May I have your attention please?

ArticleQ&ADetailDownload PDF

What is the nature of human intelligence? Can the computational approaches of modern Artificial Intelligence provide missing insights? Professor John K. Tsotsos, Distinguished Research Professor of Vision Science and Canada Research Chair of Computational Vision at York University, has spent several decades modelling and simulating AI. He focuses on visual perception, cognition and behaviour, and specifically studies one key element of intelligence, attention. He claims that attention comprises a set of mechanisms that allow the brain to control and tune information processing.
“Pay attention!” Words uttered by teachers in every classroom urging students to shift their focus back to the lesson: our world is filled with distraction and our brain’s sensory and cognitive machinery can be easily diverted. Attention is also a key consideration when developing artificial intelligence (AI). In a rapidly advancing world of robotics equipped with AI attempting to imitate human intelligence, the ability to attend to the relevant and ignore distractions becomes critical.

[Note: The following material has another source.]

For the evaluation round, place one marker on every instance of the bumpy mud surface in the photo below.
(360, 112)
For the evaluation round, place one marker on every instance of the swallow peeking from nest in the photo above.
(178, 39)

Professor John K. Tsotsos has spent over three decades advancing AI by studying and modelling human attentional abilities. He believes they constitute a prominent control mechanism for sensory cognition and behaviour. Specifically with respect to visual attention, how does the brain select a specific entity from a myriad of choices to focus on and then process it without distraction in order to achieve a desired behaviour?

The above image can help demonstrate the need for attention. Look at the picture and see if you can find a group of stars which, when connected by lines, forms a rough shape of a hand (like a constellation). Finding it difficult? There are too many subsets of stars to choose from and no context to use as a guide. We encounter this same problem every time we look at an image but we are able to use the context of colour, texture, and so on to limit our choices and attend to the more plausible and relevant subsets.

What are you reading?

While you read these words… are you only concentrating on the black ink on white paper? Is your mind wandering to the peripheral images and colours thus potentially interfering with your understanding of what you are seeing? How does your brain know to which objects to pay attention? If you consider this line of thought, the difficulty associated with modelling and simulating this complex selection system becomes apparent. An active partitioning and shuffling of information, feeding backward and forward in a sophisticated network, is required to enable human perception. When applied to AI, all of this must be accomplished with the finite processing speed and capacity of a computer processor.

Attentional control is what enables the functional generalisation of brain processes

Simulating an attentive human

Several models have been proposed to explain human attention. For example, in both information bottleneck models and capacity-limit models, concurrent activities may interfere with each other due to needing the same operational mechanism or lack of available processing resources. Many have therefore suggested that a communication network between the input and the brain should be able to select a specific activity. But this oversimplifies the problem; humans can deal with many things simultaneously (consider the act of driving a car). Researchers seek to understand how this is possible and then to embody that capacity into AI systems (such as autonomous cars).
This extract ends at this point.